# The vector nature of Angular Momentum

1. Jan 28, 2013

### hms.tech

Here is an animation from Wikipedia : http://en.wikipedia.org/wiki/File:Torque_animation.gif

The angular momentum is given by the Cross product of r and p
We can see that the direction would be perpendicular to the direction of rotation of the particle (as shown in the animation)

I don't think this really makes sense, how is the vector nature of angular momentum justified ?

How can one get an intuitive sense about the direction of angular momentum ?

2. Jan 28, 2013

### Nemanja989

I think that direction of angular momentum is only a convention. Someone thought of that rule, it seemed practical since intensity of cross product of r and p really defines its amplitude. I am not sure, but think you could define another rule and get same physical results.

Such thing is with phasor diagrams, you choose phase of one quantity to be zero, and according to that do everything else.

This is only my opinion.

3. Jan 28, 2013

### GregJ

Having angular momentum as a vector comes in handy when you want to explain gyroscopic precession.

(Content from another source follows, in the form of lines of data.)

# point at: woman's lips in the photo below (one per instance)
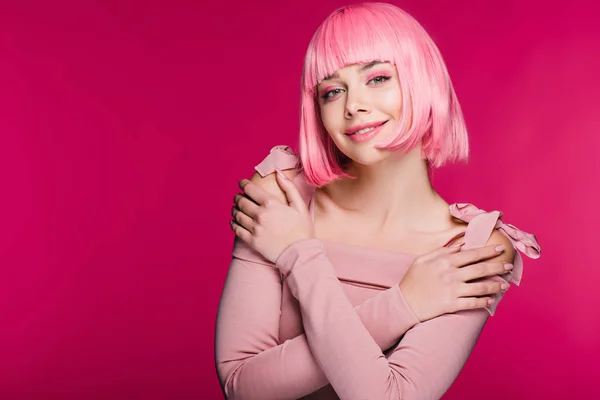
(363, 137)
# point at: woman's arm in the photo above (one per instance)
(423, 364)
(251, 364)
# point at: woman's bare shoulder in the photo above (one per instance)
(269, 182)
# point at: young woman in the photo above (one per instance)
(351, 277)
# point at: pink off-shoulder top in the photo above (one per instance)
(328, 321)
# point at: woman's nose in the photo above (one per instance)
(356, 104)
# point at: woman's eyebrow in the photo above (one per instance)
(361, 69)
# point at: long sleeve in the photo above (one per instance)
(252, 364)
(422, 366)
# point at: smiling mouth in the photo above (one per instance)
(365, 130)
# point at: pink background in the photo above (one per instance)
(125, 126)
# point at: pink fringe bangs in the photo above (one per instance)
(381, 32)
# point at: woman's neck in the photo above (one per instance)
(392, 195)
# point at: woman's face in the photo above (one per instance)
(360, 103)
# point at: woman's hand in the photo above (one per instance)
(267, 224)
(437, 283)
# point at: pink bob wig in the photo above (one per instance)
(381, 32)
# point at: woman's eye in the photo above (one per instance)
(329, 94)
(380, 79)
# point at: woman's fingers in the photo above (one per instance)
(472, 256)
(471, 303)
(242, 219)
(246, 205)
(482, 270)
(482, 288)
(241, 232)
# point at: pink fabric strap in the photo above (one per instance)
(481, 225)
(280, 157)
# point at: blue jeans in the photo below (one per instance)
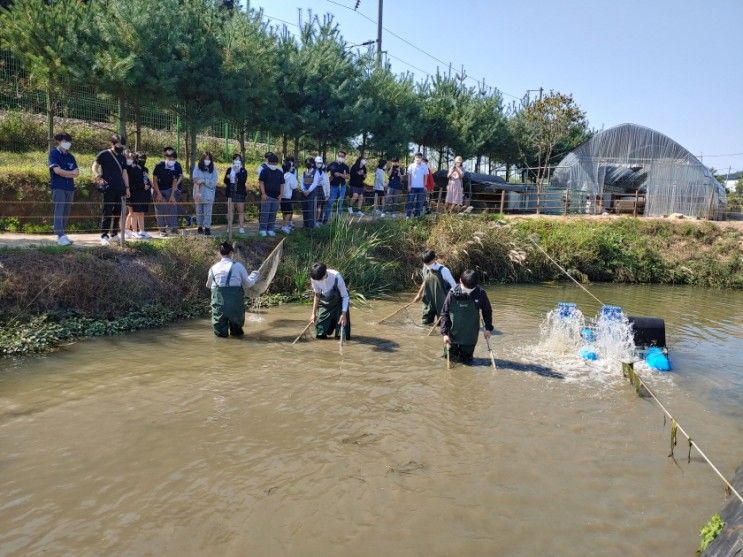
(416, 201)
(337, 193)
(62, 200)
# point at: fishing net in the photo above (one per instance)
(267, 272)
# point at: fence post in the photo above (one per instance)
(229, 219)
(226, 141)
(178, 134)
(122, 222)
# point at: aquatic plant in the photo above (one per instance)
(709, 532)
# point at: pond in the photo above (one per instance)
(174, 442)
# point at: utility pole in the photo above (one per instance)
(379, 34)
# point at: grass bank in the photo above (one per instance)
(50, 295)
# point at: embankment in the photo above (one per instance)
(51, 295)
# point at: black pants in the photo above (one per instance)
(111, 212)
(309, 209)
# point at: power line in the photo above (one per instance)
(439, 60)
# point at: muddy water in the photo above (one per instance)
(173, 442)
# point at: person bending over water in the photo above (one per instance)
(437, 281)
(460, 317)
(330, 307)
(227, 279)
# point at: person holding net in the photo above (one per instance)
(228, 280)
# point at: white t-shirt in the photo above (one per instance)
(379, 179)
(417, 176)
(239, 277)
(290, 184)
(325, 285)
(445, 273)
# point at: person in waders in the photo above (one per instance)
(437, 281)
(227, 280)
(330, 307)
(460, 317)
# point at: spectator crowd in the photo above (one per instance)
(319, 191)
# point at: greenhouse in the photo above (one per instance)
(633, 169)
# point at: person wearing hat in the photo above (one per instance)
(227, 280)
(460, 317)
(455, 187)
(437, 281)
(330, 306)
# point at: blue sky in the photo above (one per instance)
(675, 66)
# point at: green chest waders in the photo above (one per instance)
(435, 289)
(465, 326)
(228, 306)
(329, 312)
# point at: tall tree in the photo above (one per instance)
(49, 38)
(543, 125)
(248, 88)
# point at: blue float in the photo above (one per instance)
(612, 312)
(566, 310)
(588, 353)
(657, 359)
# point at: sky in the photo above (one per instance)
(674, 66)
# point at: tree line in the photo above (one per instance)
(205, 62)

Maybe someone with more knowledge than me can give better examples :)

Last edited: Jan 28, 2013
4. Jan 28, 2013

### Ryoko

The vector comes into play when you're trying to solve for conservation of angular momentum. The vectors must all add to zero.

5. Jan 28, 2013

### A.T.

It is parallel to the axis of rotation
You need to express magnitude and axis of rotation.

6. Jan 29, 2013

### Rap

You use the right hand rule. For A x B, point your four fingers along A, then rotate your hand until they point along B. Your thumb sticking up tells you the direction of the cross product. The cross product of A and B is always perpendicular to both, just like your thumb sticking up is perpendicular to your four fingers.

If you want to think about it some more, you might ask, why the right hand rule, why not a left hand rule? You could use either, and everything would still make sense. That's because the angular momentum vector is not truly a vector, it is a "pseudovector", one that depends on which hand you use. Well, the laws of physics don't depend on which hand you use, and true vectors don't depend on which hand you use, so true vectors are, in a sense, more "real" than pseudovectors.

For calculation purposes, pseudovectors are nice, just three components that transform almost like a vector. But when you want to do theoretical work, you might not want to deal with the artificiality of pseudovectors. The bottom line is that pseudovectors are better represented by antisymmetric 3x3 matrices (antisymmetric tensors). Instead of a pseudovector [x,y,z] you use $$\left[\begin{matrix} 0 & z & -y \\-z & 0 & x \\ y & -x & 0 \end{matrix}\right]$$ This tensor transforms the same way no matter what, no worry about which hand you need to use, and its better for theoretical work, its the "real thing", unlike the more concise pseudotensor.

7. Jan 29, 2013

### mickybob

It's a convenient way of describing torque that happens to work well with the rest of mathematics. Nothing much deeper than that I think.

I guess a good thing to think about is how else you would do it?

8. Jan 29, 2013

### andrien

angular momentum and torque while having vectorial nature are pseudovectors i.e. under an inversion they don't get reflected.
L=r×p
replacing r by -r ,gives inversion.In p=m dr/dt,it becomes -.so overall L does not change direction.
editops,someone else also written it.

9. Jan 29, 2013

### sophiecentaur

The effect of a rotating object's angular momentum and the way it will interact with other objects and forces depends just as much on the direction of its axis of rotation as its MI and rate of rotation - so it can only be described fully using a vector. This is the same as for linear momentum (also a vector), where the mass, direction of travel and speed (velocity) are needed for full description.